4.5 rounded right up for this modern mystery that's just too much fun!

Another fun caper with Finlay Donovan! This could've easily been another 5-star rating but it hit a couple of my personal anxiety buttons (and leaned into the love triangle, a feature I'm never a fan of). Still — Finlay is great fun to read! :-)

A charming and sometimes genuinely affecting collection of letters about canine companions from a wide variety of correspondents — George Bush Sr., Jane Welsh Carlyle, Lewis Carroll, Roald Dahl, Bob Hope, Zora Neale Hurston, Helen Keller, Eric Knight (Lassie Come Home author), Charles Lamb, Anaïs Nin, Georgia O'Keeffe, Sue Perkins, Petrarch, Marcel Proust, Gertrude Stein, E.B. White, and more. This is also great on audio, where a number of talented actors and voice actors (Louise Brealey, Simon Callow, Stephen Fry, Juliet Stevenson, Mark Strong, etc.) narrate the letters.

Michael Schur (the creator of The Good Place) has somehow managed to give us a very readable survey of moral philosophy that is also warm, personal, and hilarious. Chapters include "Should I Punch My Friend in the Face for No Reason?" "Do I Have to Return My Shopping Cart to the Shopping Cart Rack
Thingy? I Mean…It’s All the Way Over There" and "This Sandwich Is Morally Problematic. But it’s Also Delicious. Can I Still Eat It?" Also great on audio (check out Libro.fm), where the cast of the Good Place lend their talents and the author's humor shines through.

Eleanor OIiphant meets Miss Marple in a cozy mystery that is both charmingly familiar and delightfully different.
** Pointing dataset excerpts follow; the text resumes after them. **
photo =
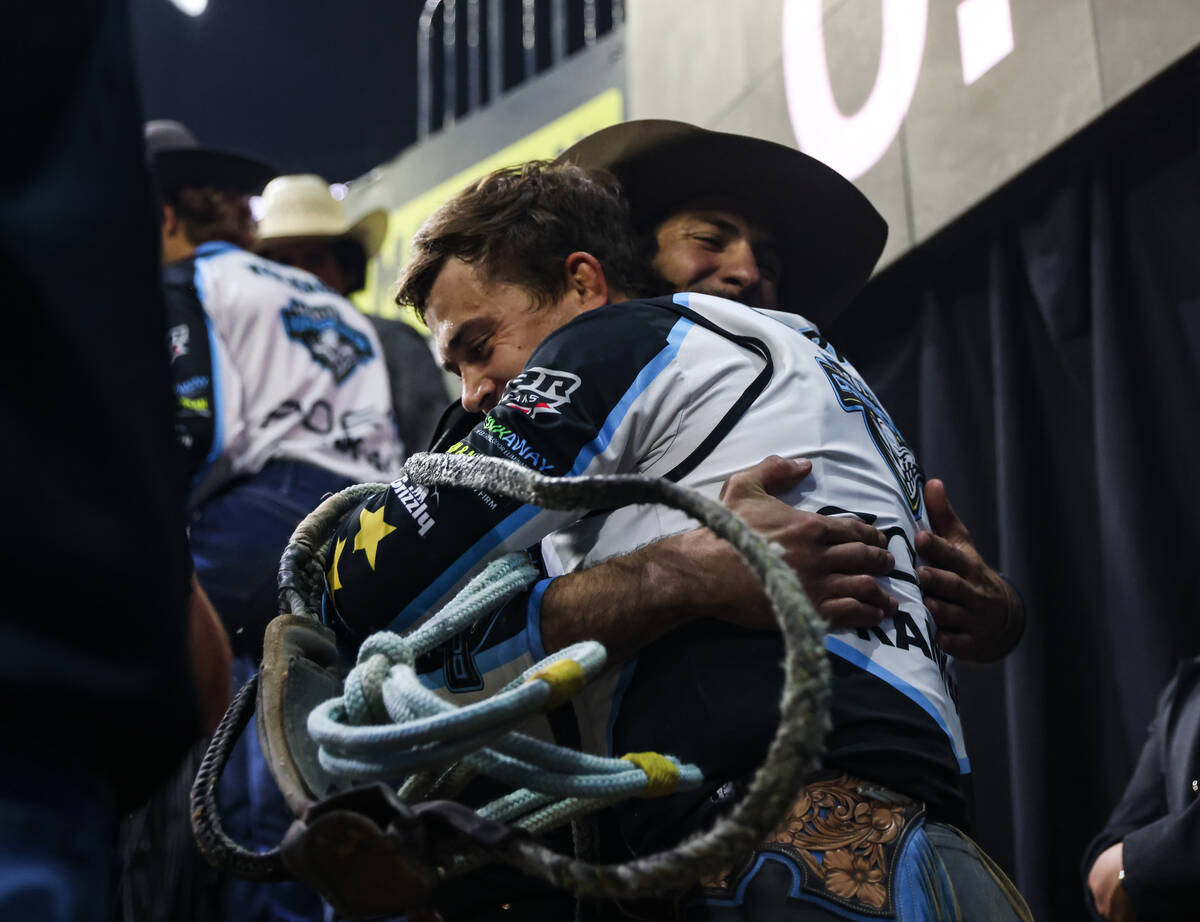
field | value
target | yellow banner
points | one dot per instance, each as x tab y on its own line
545	143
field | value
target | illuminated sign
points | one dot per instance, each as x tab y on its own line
855	143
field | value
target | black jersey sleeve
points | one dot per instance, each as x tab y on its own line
192	370
575	408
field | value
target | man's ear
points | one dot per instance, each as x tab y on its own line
586	280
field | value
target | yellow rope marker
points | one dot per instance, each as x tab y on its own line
661	774
564	677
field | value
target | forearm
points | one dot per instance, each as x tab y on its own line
628	602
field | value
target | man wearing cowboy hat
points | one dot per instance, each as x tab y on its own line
771	227
523	279
281	397
304	226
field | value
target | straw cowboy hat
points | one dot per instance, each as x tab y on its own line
303	208
829	237
177	161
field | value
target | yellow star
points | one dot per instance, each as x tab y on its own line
372	530
335	581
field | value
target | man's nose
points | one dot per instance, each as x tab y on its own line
739	267
478	393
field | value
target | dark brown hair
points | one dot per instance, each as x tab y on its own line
214	214
520	223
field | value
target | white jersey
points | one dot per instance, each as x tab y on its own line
269	363
691	389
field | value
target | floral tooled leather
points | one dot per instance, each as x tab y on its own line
845	842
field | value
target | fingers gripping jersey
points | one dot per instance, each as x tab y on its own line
695	389
268	363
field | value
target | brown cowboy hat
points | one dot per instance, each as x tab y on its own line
177	161
829	237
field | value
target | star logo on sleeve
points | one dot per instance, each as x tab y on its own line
372	530
335	580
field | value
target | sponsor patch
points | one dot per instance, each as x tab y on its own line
178	339
186	388
515	447
417	500
856	397
540	393
330	340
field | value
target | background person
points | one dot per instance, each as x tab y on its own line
281	397
1145	863
111	659
303	225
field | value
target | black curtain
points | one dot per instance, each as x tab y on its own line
1043	355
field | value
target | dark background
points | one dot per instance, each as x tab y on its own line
1042	355
324	87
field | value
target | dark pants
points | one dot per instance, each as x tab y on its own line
58	842
238	538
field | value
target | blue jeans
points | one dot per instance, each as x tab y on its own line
58	843
238	538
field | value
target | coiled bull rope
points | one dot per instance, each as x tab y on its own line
383	686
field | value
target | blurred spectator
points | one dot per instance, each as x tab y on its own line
1145	864
100	662
281	399
303	225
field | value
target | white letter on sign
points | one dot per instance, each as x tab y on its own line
851	144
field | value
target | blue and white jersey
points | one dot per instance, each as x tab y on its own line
268	363
694	389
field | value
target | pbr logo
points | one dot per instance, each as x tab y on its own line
331	341
540	393
856	397
177	340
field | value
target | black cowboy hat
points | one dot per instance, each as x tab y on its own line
829	237
178	161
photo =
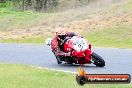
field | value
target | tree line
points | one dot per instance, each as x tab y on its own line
35	5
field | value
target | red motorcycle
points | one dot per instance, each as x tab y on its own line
81	52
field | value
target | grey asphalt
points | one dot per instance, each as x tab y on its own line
118	61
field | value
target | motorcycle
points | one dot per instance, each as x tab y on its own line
81	52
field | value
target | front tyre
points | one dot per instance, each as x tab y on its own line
97	60
58	59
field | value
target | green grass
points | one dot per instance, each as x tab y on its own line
23	76
14	20
118	36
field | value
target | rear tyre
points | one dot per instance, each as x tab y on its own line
97	60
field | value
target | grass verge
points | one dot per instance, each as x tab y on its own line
23	76
118	36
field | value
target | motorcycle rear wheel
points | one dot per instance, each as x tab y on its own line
98	60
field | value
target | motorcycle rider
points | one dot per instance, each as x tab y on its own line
58	41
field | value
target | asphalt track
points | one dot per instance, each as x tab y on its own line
118	61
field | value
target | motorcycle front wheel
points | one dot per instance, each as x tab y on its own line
97	60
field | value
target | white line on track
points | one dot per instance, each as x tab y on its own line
57	70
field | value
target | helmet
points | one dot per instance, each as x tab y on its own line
60	31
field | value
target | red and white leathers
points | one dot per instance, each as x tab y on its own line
55	44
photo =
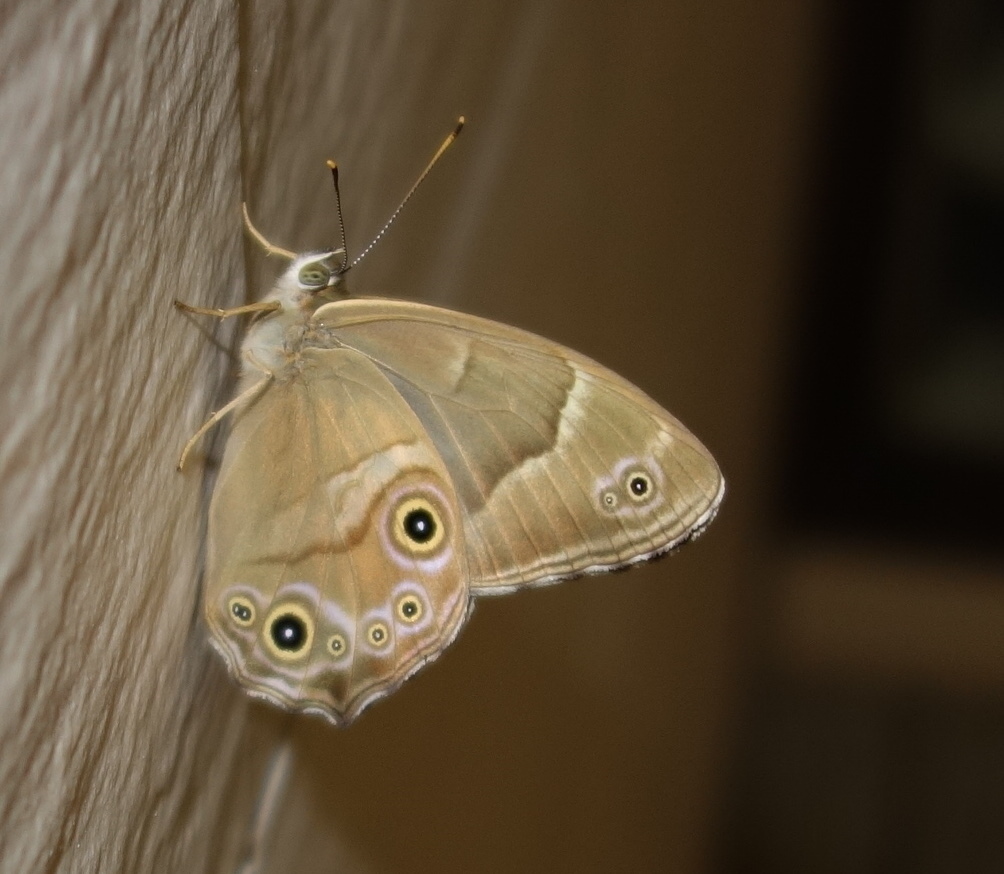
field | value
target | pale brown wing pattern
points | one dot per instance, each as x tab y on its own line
560	467
319	597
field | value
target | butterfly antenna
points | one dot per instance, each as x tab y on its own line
341	220
422	178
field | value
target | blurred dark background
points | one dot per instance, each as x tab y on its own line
873	726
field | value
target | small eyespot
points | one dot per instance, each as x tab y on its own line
316	274
639	486
242	610
418	527
288	632
378	635
336	645
410	609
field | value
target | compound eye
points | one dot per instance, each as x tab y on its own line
316	274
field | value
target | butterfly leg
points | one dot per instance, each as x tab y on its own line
222	411
261	306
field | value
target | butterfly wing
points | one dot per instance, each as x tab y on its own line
560	467
335	565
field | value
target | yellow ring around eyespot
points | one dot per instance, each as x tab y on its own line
379	628
629	482
288	609
236	603
411	505
403	603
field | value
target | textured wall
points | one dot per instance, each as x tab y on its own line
622	187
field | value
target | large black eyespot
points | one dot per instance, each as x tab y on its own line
288	631
316	274
640	486
418	527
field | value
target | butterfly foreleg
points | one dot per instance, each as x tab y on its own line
220	413
217	312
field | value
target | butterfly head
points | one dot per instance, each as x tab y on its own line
310	280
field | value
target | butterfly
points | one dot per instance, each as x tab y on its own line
391	461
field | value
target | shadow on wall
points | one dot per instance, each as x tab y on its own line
874	730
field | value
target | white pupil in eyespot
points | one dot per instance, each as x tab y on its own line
242	612
288	632
420	525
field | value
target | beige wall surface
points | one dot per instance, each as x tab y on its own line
623	187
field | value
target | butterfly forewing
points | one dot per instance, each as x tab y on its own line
559	466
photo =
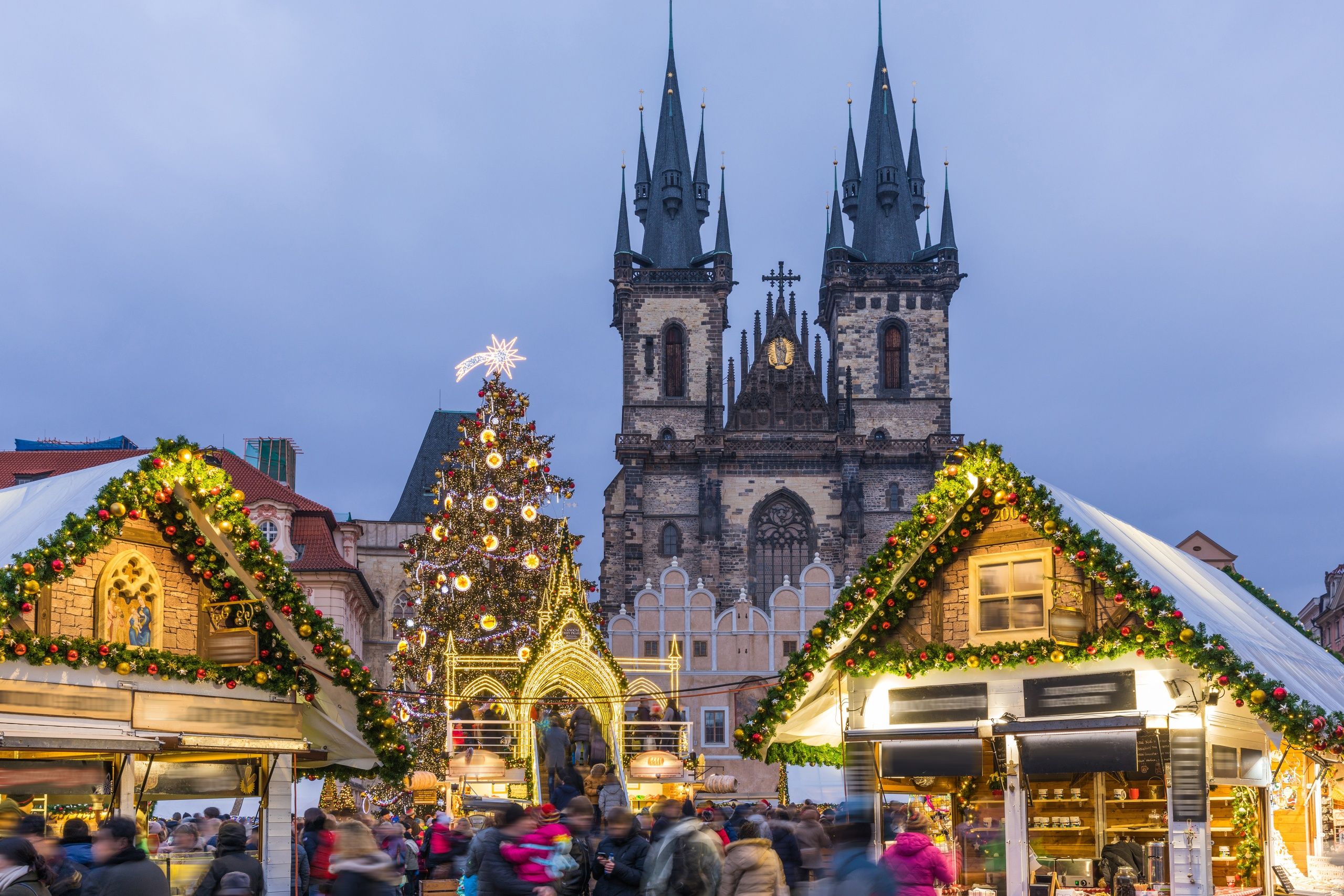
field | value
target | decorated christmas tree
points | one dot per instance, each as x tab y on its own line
483	562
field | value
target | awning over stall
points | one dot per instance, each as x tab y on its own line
1205	596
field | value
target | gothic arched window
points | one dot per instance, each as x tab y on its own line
891	373
674	363
671	541
781	544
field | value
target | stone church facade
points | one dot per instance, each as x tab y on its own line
839	421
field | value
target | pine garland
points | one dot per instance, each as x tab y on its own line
178	468
859	630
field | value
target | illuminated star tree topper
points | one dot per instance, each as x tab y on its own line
498	359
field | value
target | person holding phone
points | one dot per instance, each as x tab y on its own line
618	863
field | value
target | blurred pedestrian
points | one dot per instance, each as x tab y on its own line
69	876
232	856
23	872
750	864
361	868
786	847
853	870
618	861
916	864
557	745
686	861
812	842
123	868
77	842
236	883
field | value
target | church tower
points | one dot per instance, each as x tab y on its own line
884	299
670	307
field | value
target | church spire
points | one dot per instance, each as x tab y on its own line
642	172
671	233
915	171
702	179
623	225
885	227
835	238
851	170
945	236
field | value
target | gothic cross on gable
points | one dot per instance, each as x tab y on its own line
779	280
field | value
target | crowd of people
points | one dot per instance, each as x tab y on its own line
572	848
Molly Gray may be a little old-fashioned, a lot blunt, and struggling with social cues, but she is also smart, capable, observant, kind, and loves her job as a maid at the Regency Grand Hotel where she returns her assigned rooms to a state of perfection every day. Admittedly, she does not always love her interactions with the guests, who don't always behave in a manner becoming the Regency Grand. She particularly does not love it when the worst but most VIP of guests turns up dead when Molly is in the middle of cleaning his suite. This is not the state of perfection she strives for. If she keeps calm, applies the rules her Gran taught her, accepts a little help from her friends, and tells the police what she saw, everything should work out fine. Except the observant Molly may have missed an important piece of this puzzle. The police suspect foul play — and they're beginning to think Molly herself brought this foul imperfection onto the scene.

Note: Molly appears to be a neurodiverse character, an identity that neither the author nor I share, so it would be worth seeking out the thoughts and reviews of neurodiverse readers for this one. If I see any, I'll link them here.